Ambitious - but is it achievable? The rhetoric was soaring, but can the reality possibly match it?
Those were my thoughts as I watched Nick Clegg promise the biggest shake-up of democracy since 1832.
A wholesale big-bang political reform and what he calls a new politics.
Much on his agenda involves this new government simply not doing things on ID cards, the DNA database, CCTV and the ContactPoint database of children.
So far, so easy.
Much can also happen through the government acting without the need for new legislation to give for example more money and power to local councils, voluntary bodies and individuals.
Although I do remember politicians like Douglas Hurd in the 1980s talking of those Edmund Burke called the "little platoons" and the need to "empower them", pretty much every government since has talked the same talk but not got quite got round to walking the walk.
On political reform though, the Clegg agenda requires not just legislation to back a referendum on voting reform but a yes vote too.
Not just for the new commission on Lords reform to find agreement missing this past century but for existing peers to vote for their own demands; and not just all party agreements on the reform of political funding but also a majority for the legislation in both houses.

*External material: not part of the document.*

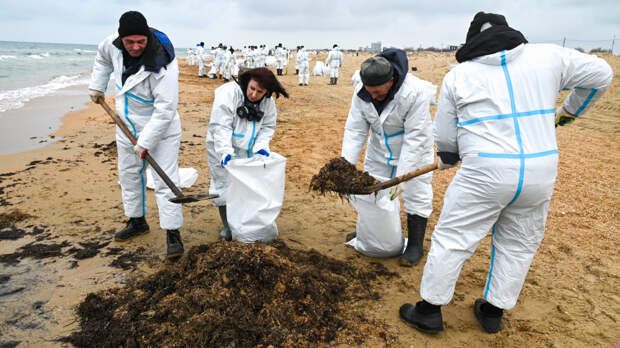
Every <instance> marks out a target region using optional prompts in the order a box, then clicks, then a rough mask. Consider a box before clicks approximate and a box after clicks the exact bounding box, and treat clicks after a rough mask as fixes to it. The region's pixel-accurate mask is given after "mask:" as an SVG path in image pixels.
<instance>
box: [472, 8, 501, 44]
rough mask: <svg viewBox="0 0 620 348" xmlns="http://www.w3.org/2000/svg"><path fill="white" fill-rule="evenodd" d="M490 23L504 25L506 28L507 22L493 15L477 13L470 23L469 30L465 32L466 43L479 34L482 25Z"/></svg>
mask: <svg viewBox="0 0 620 348" xmlns="http://www.w3.org/2000/svg"><path fill="white" fill-rule="evenodd" d="M487 22H488V23H491V24H492V25H505V26H508V22H506V17H504V16H502V15H500V14H495V13H485V12H482V11H480V12H478V13H476V15H475V16H474V19H473V20H472V21H471V24H470V25H469V30H468V31H467V38H466V41H469V40H470V39H471V38H472V37H474V36H476V35H478V34H479V33H480V29H481V28H482V25H483V24H484V23H487Z"/></svg>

Perhaps it is the area I focused on yesterday - human rights - which best illustrates the problem of delivery for this new government.
Today the deputy prime minister suggested a commission could look into reforms of the way the Human Rights Act works even thought the Conservatives have been looking at this for the past five years.
He implied in the meantime that the government could use control orders and negotiate new agreements with countries like Pakistan to ensure they didn't torture those who were deported to their shore.
This, though, is exactly what Charles Clarke promised when he was Labour's home secretary six years ago and at that time the Tories and Liberal Democrats united in condemning him.